Michèle est une ouvrière à la criée aux poissons, qui s’est mise en tête de sauver sa fille toxicomane. Paul trahit ses amis dockers en grève pour devenir chauffeur de taxi. Viviane Froment est une musicienne qui ne supporte plus la gauche réaliste que représente son mari. Abderamane, transformé par la prison, cherche à aider ses frères. Claude a des affinités avec des militants d’extrême droite. Gérard a un rapport à la mort, la sienne et celle des autres, qui prête au mystère.

Ce dixième long métrage du marseillais Robert Guédiguian arrive dans son oeuvre pile au moment du nouveau millénaire et une fois n’est pas coutume s’éloigne clairement des films doux amers teintés de comédie et d’humanisme qui ont fait sa gloire, Marius et Jeannette en tête. Avec son titre évocateur et sacrément ironique, il veut justement montrer combien sa ville (Marseille en l’occurrence) est tout sauf tranquille! Derrière les apparences se niche tant de drames et d’existences bousillées. Son récit, ample, s’organise autour de destins croisés, de marasmes personnels additionnés (qui ne vont d’ailleurs pas forcément se télescoper), un peu à la manière du cinéma d’Altman. Entre la mère dévouée qui apporte à sa fille sa dose d’héroïne (allant jusqu’à se prostituer pour ça), le chauffeur de taxi embellissant sa situation affective et financière auprès de ses parents retraités, le barman fomentant un attentat contre un dirigeant d’extrême droite, un ex jeune taulard en pleine reconstruction, Guédiguian charge la mule niveau dramaturgie au risque par moments de verser dans la complaisance. Ceci étant dit, les accents tragiques du scénario, la caméra observatrice sans intrusions, la belle idée de débuter le film par une sonate de Satie puis de le clore par un air de Mozart laissent bien penser que Guédiguian sait parfaitement où il va et ce qu’il veut dire.

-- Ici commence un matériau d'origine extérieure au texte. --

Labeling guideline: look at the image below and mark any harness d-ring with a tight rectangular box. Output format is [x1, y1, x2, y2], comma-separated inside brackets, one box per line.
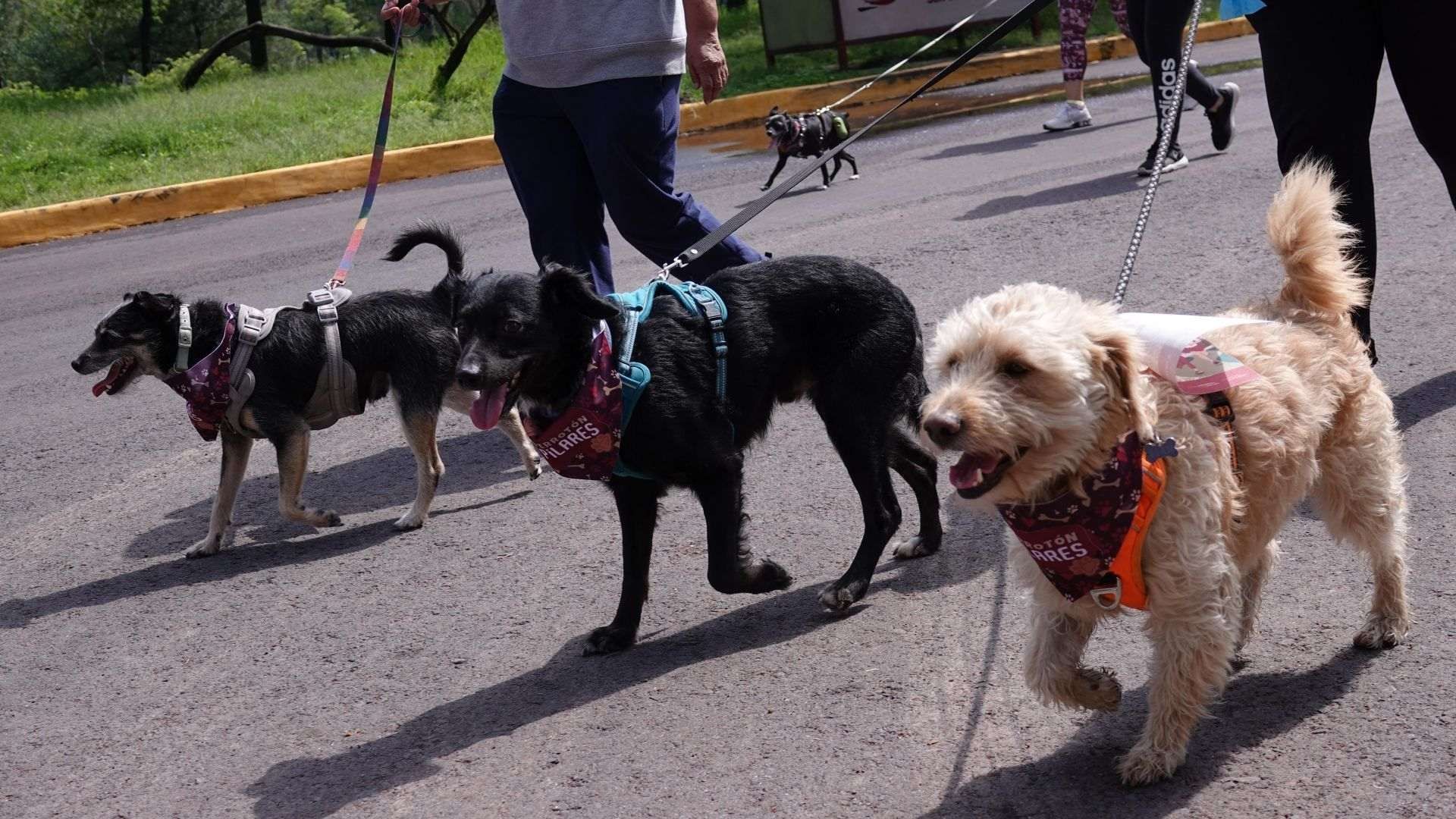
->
[1087, 574, 1122, 612]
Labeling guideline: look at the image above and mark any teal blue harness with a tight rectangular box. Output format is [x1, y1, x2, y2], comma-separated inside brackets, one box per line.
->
[607, 278, 728, 481]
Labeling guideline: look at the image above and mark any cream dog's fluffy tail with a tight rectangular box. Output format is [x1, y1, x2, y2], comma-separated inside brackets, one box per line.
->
[1268, 160, 1369, 322]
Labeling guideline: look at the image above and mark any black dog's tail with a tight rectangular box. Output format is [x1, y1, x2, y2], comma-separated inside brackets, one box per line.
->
[899, 367, 930, 430]
[384, 221, 464, 275]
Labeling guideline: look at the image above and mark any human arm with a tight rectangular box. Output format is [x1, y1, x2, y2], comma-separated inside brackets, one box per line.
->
[682, 0, 728, 102]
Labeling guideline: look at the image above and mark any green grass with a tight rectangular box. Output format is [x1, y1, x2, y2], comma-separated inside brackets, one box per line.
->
[0, 3, 1176, 210]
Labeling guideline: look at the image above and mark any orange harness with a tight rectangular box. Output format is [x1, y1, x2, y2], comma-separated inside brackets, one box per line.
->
[1087, 455, 1168, 610]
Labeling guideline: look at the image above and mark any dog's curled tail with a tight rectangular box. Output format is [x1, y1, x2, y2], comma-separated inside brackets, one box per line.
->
[1268, 160, 1369, 322]
[384, 221, 464, 275]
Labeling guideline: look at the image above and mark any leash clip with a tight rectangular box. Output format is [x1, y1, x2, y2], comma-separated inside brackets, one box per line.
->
[172, 305, 192, 373]
[1087, 574, 1122, 612]
[657, 248, 698, 281]
[309, 287, 339, 324]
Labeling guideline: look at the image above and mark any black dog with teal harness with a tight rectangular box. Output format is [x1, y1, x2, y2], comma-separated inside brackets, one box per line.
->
[454, 249, 940, 653]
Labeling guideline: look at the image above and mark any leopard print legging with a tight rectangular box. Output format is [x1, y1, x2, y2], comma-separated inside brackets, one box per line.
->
[1057, 0, 1131, 82]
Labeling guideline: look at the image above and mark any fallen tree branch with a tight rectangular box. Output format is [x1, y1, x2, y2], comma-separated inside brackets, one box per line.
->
[432, 0, 495, 95]
[182, 22, 391, 90]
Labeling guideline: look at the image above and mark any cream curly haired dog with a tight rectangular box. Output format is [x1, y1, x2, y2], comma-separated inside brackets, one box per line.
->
[923, 165, 1410, 784]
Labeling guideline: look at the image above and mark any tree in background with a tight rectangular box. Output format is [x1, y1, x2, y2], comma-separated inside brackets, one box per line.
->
[247, 0, 268, 71]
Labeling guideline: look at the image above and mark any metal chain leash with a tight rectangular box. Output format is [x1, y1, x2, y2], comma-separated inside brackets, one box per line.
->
[1112, 0, 1205, 306]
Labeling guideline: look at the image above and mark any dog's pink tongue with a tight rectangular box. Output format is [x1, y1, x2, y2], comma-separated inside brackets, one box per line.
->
[470, 381, 505, 430]
[92, 362, 125, 398]
[951, 452, 1000, 490]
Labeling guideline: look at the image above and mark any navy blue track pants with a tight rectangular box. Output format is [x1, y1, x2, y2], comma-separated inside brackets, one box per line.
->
[495, 76, 763, 293]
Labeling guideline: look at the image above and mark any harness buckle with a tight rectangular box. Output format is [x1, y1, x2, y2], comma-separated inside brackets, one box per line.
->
[1087, 574, 1122, 612]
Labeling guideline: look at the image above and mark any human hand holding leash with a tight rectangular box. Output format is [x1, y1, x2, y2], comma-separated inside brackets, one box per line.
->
[682, 0, 728, 102]
[378, 0, 443, 27]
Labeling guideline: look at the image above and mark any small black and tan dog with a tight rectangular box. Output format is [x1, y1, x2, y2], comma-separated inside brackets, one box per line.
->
[391, 221, 940, 654]
[758, 105, 859, 191]
[71, 249, 540, 557]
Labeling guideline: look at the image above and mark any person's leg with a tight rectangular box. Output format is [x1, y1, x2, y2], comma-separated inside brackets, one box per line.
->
[559, 76, 763, 281]
[1249, 0, 1383, 347]
[1057, 0, 1097, 93]
[495, 77, 613, 293]
[1106, 0, 1133, 36]
[1380, 3, 1456, 206]
[1127, 0, 1223, 144]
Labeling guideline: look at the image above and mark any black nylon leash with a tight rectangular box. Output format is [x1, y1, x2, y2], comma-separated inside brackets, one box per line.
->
[657, 0, 1051, 280]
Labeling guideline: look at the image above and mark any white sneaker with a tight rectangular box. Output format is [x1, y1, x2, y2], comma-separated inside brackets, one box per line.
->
[1041, 101, 1092, 131]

La peinture de ce Marseille où chacun vit dans sa bulle, où la solidarité rencontrée dans son Estaque natal se voit gommée ici, prend des allures de puissant mélodrame sans aucune porte de sortie, ni une once d’humour. Sa troupe répond présent évidemment: Ariane Ascaride campe une femme sacrificielle et malheureuse avec courage et dignité, Jean Pierre Darroussin le taximan bienveillant qui a autrefois trahi ses compagnons travailleurs, Gérard Meylan un barman taiseux à l’esprit de « justicier social ». D’une noirceur implacable, La Ville est tranquille reste sans nul doute le film le plus pessimiste de Robert Guédiguian.

ANNEE DE PRODUCTION 2001.

REVIEW OVERVIEW

Réalisation
Scenario
Interprétation

CONCLUSION

Pas un brin d'espoir (pour une fois) chez Guédiguian dans ce 10e film très bien construit sur des thèmes "déprimants" (drogue, chômage, prostitution, précarité). Ariana Ascaride toujours en muse impeccable.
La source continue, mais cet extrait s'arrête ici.